5 of 257 comments (clear)

  1. Re:the moral is by Zeinfeld · · Score: 5, Insightful
    if you're going to whack someone, first hide your phone in a restaurant a couple miles away....then you can "prove" you weren't at the crime scene.

    A while ago, before 9/11 I was sitting in a bizare meeting with a bunch of wireless execs who were breathlessly telling us how great their new location finder service was going to be. They could send you adverts targetted at people in a particular location.

    I was rather unpopular when I asked if the customers would buy a product if the chief benefit was going to be to enable a new kind of spam. "Perhaps they don't get the choice"

    I was even more unpopular when I pointed out that the regulators in Europe would blast this type of thing on privacy grounds. "Oh the regulators tend to be more sensible than the general public".

    I pointed out that my cousin, one of those regulators has survived two assasination attempts and may have an opinion about a technology that gives away his position. In Europe privacy is not something that you muck arround with.

    Today the risk of this type of scheme would be obvious even to a US legislator. Now right to life will be able to stalk doctors who provide abortions by telephone, Saddam loyalists will be able to stalk senior Republicans and Al Qaeda will be able to stalk everyone.

    So they are finally working out socially acceptable ways to package up the same technology. Was it really necessary to have the dotCOM bust before some folk got a clue?

    --
    Looking for an Information Security student project suggestion?
    Try http://dotcrimeManifesto.com/
  2. complete government Know-You tools by ciaran_o_riordan · · Score: 4, Insightful

    With a mobile phone, if your government ever suspects that you are a dissident, not only can they pull up a complete travel log for your life since you got the phone, but they can also check who you have been talking to, and the movements of those people too.

    We must value our rights, such as privacy, before we accept technology. Electronic voting was the latest disaster. E-books will be the next.

  3. Re:AT&T has had this for a while by gotpaint32 · · Score: 4, Insightful

    With the reception that my AT&T mmode phone has, tracking me by that thing is not going to be easy. I know that in DC my phone dies in the lobby of many buildings and is pretty spotty in many areas (subways, basements, parks). And even if the system does manage to get a signal, the accuracy of the system still leaves much to be desired if you are in a dense metropolitan area.

    --
    Nuclear war would really set back cable. - Ted Turner
  4. Re:the moral is by SlashdotLemming · · Score: 4, Insightful

    then you can "prove" you weren't at the crime scene.

    No, you can just "prove" that your phone wasn't at the crime scene.

  5. tired of such arguments by penguin7of9 · · Score: 4, Insightful

    I'm tired of theses "this can save lives" arguments.
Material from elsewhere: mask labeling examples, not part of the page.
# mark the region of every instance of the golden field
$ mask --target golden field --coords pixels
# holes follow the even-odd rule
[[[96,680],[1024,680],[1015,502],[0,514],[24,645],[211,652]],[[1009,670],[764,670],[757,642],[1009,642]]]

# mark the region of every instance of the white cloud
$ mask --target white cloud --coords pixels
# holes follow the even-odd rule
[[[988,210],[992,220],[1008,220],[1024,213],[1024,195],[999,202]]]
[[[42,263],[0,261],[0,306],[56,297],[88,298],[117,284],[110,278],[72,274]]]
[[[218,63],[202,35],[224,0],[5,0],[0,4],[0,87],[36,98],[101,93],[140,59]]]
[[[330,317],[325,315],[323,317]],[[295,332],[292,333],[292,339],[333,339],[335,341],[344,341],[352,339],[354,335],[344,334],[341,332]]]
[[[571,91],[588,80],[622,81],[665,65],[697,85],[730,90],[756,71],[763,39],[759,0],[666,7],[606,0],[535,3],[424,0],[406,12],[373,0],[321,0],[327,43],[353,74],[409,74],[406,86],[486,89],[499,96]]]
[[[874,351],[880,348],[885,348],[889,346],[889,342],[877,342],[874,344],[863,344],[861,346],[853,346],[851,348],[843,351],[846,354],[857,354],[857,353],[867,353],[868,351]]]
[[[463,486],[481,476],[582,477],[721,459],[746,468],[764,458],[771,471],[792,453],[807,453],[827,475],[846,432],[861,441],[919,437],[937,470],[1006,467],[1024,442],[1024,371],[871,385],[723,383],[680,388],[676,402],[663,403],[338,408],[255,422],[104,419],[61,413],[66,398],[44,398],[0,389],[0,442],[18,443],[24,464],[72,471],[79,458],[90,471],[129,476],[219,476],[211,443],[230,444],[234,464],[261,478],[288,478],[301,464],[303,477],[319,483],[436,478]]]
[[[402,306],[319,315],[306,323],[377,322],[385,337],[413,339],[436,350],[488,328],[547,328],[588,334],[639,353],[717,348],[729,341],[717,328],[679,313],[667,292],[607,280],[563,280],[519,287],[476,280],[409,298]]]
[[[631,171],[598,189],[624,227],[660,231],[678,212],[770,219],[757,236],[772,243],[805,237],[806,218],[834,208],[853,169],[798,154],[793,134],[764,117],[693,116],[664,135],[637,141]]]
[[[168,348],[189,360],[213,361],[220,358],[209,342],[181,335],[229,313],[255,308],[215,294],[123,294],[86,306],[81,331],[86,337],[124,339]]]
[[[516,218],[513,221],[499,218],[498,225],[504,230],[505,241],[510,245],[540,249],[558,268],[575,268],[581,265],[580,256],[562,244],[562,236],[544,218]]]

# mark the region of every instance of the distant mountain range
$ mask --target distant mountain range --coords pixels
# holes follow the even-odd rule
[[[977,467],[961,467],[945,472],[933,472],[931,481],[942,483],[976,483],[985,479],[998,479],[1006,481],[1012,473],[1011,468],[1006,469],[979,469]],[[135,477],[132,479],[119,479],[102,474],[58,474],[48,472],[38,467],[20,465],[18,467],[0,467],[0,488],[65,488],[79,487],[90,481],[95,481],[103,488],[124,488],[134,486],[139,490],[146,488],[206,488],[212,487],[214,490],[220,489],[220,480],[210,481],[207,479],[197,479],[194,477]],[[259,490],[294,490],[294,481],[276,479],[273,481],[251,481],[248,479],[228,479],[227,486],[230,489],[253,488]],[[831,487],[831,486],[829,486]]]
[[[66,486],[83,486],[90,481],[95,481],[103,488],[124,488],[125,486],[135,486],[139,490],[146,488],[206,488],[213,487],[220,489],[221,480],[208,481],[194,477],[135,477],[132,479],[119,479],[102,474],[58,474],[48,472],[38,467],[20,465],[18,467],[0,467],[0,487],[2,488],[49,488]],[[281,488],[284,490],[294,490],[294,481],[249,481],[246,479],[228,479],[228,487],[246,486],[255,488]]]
Fascism "can save lives", too, but most people seem to agree that it just isn't worth it. Well, actually, they agree in the abstract, at least, but each individual step towards it gets justified with your kind of argument.

    I think being able to track one's own location via GPS or cell phones is really swell. But when the police or employers can do it as a matter of course, then it fundamentally changes the kind of society we have.